1. Il comune e le insegne degli uffici

Nella prima metà del Duecento, l’espansione economica delle città e il consolidamento dell’istituzione comunale ampliarono l’accesso al governo cittadino, allargando la partecipazione ai consigli comunali al ceto popolare, grazie alla condivisione di principi che regolavano l’accesso alla prassi politica di governo. Tali spazi di partecipazione consentirono l’allargamento della base sociale degli eletti nei consigli comunali, non più ristretta ai nobili.

Il sistema di governo popolare favorì un sistema documentario con una spiccata coscienza archivistica, allorché furono istituzionalizzate nuove procedure amministrative in grado di conservare nell’Archivio comunale le scritture in registro ordinatamente prodotte in serie negli uffici comunali. Nel corso del Duecento i comuni italiani affidarono il regimen civitatum a due nuove figure di rettori forestieri, provvisti di un seguito di giusdicenti, milites e berrovieri che rappresentarono tra le novità istituzionali e burocratico-procedurali più rilevanti nel favorire la cosiddetta “rivoluzione documentaria”.
I notai comunali mostrarono competenze grafiche assai superiori a quelle dei colleghi del XII secolo, poiché erano in grado di impaginare, decorare, disegnare e governare quei dispositivi che facilitano la lettura del registro, come indici, glosse, note marginali, caratteri e colori distinti, numerazione di paragrafi, cartulazione dei fogli: elementi che costituirono la grammatica della leggibilità dei registri comunali. Quegli ufficiali del Comune favorirono lo sviluppo di sistemi avanzati di archiviazione che introdussero la decorazione ufficiale delle copertine, facilitando la sedimentazione e l’accesso ai registri, grazie ad un sistema che poteva valersi di mnemotecniche, favorite da segnali, disegni e immagini.

Il sistema di segnatura archivistica adottato a Bologna, come in altri archivi comunali, produsse in alcuni casi decorazioni d’apparato, come quelle adottate presso l’ufficio dell’Orso o l’ufficio dell’Elefante, cioè l’ufficio dei Procuratori del Comune (n. 1), cui era stata associata l’immagine del pachiderma. Sulla coperta di un registro del 1314, sono affiancati agli uffici comunali gli animali che per qualche motivo vi vengono associati: «Verres, bos, aquila, leo, cervus, equus, quoque griffo hiis sub picturis panduntur acumina juris. Dalfinusque, drago condempnans crimina punire banitosque lupus tonat ursus: “solvite fischo”. Procurat grandis ellephans comunia queque».

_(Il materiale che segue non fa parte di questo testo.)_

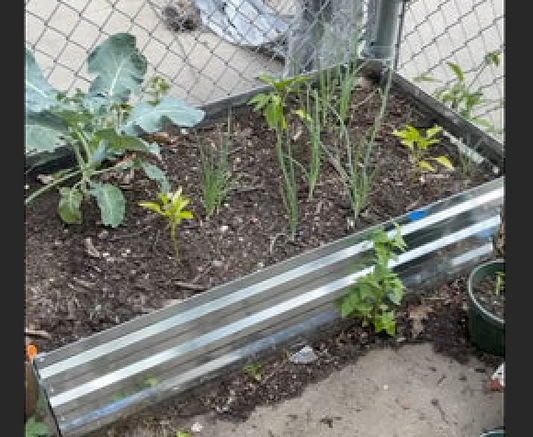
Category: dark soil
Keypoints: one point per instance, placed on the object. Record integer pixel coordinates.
(490, 294)
(437, 316)
(81, 279)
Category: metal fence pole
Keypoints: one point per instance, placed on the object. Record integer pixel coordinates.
(382, 34)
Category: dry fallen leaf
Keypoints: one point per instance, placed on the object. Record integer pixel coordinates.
(417, 314)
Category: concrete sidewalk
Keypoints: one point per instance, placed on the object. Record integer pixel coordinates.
(412, 392)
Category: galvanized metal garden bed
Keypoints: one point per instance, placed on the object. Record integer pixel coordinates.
(111, 374)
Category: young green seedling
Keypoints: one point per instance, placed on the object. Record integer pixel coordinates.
(461, 96)
(171, 207)
(418, 144)
(373, 295)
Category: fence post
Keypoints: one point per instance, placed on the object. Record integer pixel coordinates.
(382, 32)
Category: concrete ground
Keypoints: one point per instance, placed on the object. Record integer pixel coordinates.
(412, 392)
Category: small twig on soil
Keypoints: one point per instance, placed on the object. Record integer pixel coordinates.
(190, 286)
(236, 149)
(133, 234)
(37, 333)
(273, 241)
(247, 189)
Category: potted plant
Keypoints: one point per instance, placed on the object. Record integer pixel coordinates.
(486, 300)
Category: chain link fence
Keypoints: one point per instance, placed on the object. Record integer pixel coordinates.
(212, 49)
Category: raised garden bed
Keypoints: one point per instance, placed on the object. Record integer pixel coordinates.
(83, 279)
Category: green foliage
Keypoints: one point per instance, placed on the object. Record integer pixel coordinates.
(171, 207)
(254, 370)
(418, 144)
(461, 95)
(216, 178)
(373, 296)
(272, 104)
(156, 88)
(500, 282)
(35, 428)
(312, 119)
(101, 128)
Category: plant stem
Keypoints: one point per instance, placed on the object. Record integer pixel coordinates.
(49, 186)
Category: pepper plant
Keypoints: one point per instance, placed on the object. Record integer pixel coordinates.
(418, 144)
(373, 296)
(103, 128)
(172, 207)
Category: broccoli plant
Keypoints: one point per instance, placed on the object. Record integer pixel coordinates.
(102, 129)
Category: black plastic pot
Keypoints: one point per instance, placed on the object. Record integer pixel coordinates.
(487, 331)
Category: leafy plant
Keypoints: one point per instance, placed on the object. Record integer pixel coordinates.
(171, 207)
(462, 96)
(373, 296)
(418, 144)
(156, 87)
(102, 130)
(254, 370)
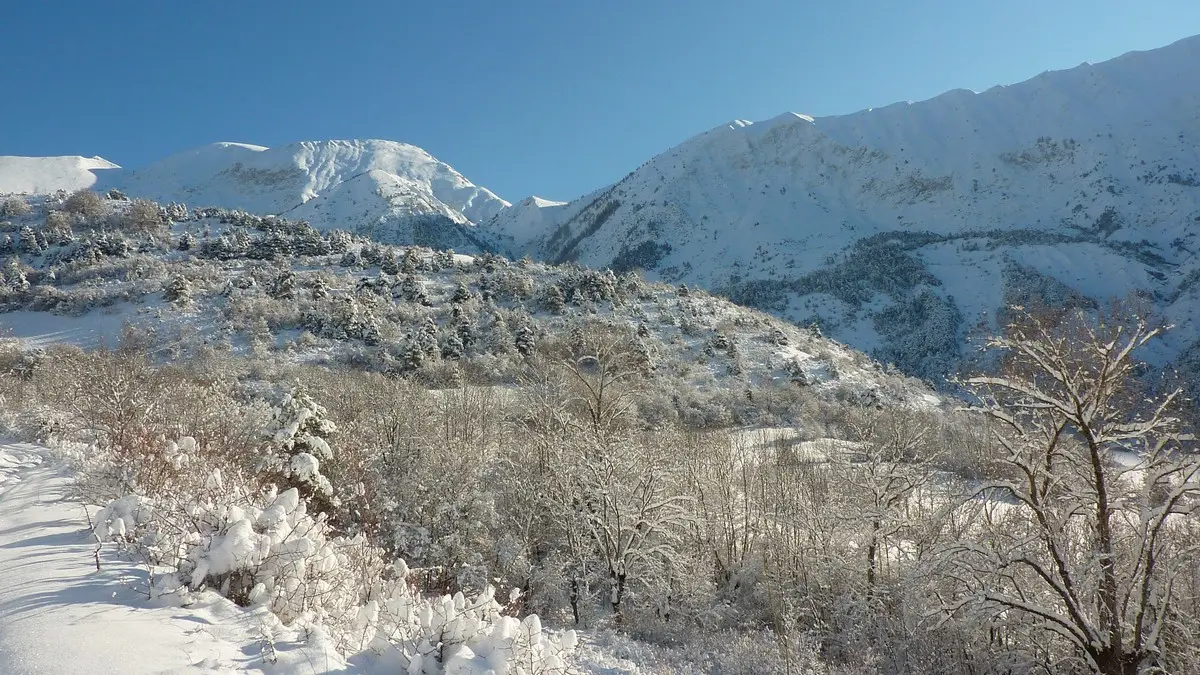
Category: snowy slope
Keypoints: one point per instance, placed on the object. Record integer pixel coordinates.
(60, 615)
(1081, 181)
(42, 175)
(394, 191)
(354, 185)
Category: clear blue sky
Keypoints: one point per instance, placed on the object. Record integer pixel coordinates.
(523, 96)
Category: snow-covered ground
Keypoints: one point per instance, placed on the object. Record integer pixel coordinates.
(60, 615)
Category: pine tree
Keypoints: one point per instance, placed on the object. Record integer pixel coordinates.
(444, 260)
(453, 346)
(426, 338)
(15, 274)
(178, 290)
(29, 243)
(555, 302)
(499, 338)
(526, 339)
(411, 262)
(285, 286)
(298, 444)
(461, 293)
(319, 290)
(186, 242)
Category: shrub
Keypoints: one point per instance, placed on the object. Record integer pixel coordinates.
(141, 216)
(15, 207)
(84, 203)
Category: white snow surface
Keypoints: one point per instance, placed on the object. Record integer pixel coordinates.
(60, 615)
(355, 185)
(42, 175)
(1107, 153)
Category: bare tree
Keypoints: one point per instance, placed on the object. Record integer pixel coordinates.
(1079, 553)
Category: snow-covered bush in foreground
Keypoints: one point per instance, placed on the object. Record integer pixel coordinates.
(265, 549)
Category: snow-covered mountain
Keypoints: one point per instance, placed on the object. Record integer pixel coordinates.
(41, 175)
(393, 191)
(898, 228)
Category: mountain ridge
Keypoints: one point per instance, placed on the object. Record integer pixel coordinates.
(876, 225)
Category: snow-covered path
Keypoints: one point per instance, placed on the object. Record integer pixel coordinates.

Il sistema più diffuso di segnatura archivistica adottato per i registri era fondato sul triplice principio, di provenienza, cronologico e di titolarità della magistratura, stante l’ordine scandito dai mandati degli ufficiali forestieri, i cui registri erano contrassegnati con il titolo, l’indicazione del titolare della magistratura.
A fornirci una descrizione del registro, supporto su cui sono stati fermati gli emblemi dei magistrati, le insegne degli uffici, lo scudetto dell’istituzione comunale, le targhe che nel capo potevano richiamare la sega (o orofiamma del partito bentivolesco) è il notaio Nicolaus de Monteclaro nel 1295, vergandola su una delle coperte del Liber securitatum da lui redatto. Il notaio descrive in maniera dettagliata il supporto scrittorio su cui vengono registrati gli atti pubblici, nei mesi in cui eseguì l’incarico affidatogli dal capitano del popolo di Bologna, Matteo Griffi di Brescia.
Tale descrizione individua in modo efficace e preciso il rapporto tra soggetto produttore e registro, ed evidenzia come le coperte arricchite di simboli parlanti riferiti al magistrato o all’ufficio comunale di pertinenza siano elementi peculiari della produzione documentaria medievale. I manufatti scelti nel percorso espositivo raccontano la presenza delle insegne nobiliari di podestà e capitani del popolo responsabili in città della magistratura affidatagli dal Comune (nn. 2, 3, 4), o l’emblema che ricorda l’ufficio di provenienza del registro, sia esso un ufficio a carattere amministrativo fiscale, come l’Ufficio dell’Orso (n. 5), o quello daziario del vino (n. 6), o del Monte dei cumoli (nn. 7-8), che esemplifica anche il passaggio della rappresentazione dall’esterno della coperta dei registri comunali alla prima pagina di apertura, uso che proseguirà in Età moderna. Si coglie infine, attraverso immagini di trombe con drappi spiegati ed evocazioni araldiche dei gigli fiorentini (nn. 9, 10, 12) la lenta configurazione dello stemma comunale tra l’ultimo quarto del Trecento e il Cinquecento.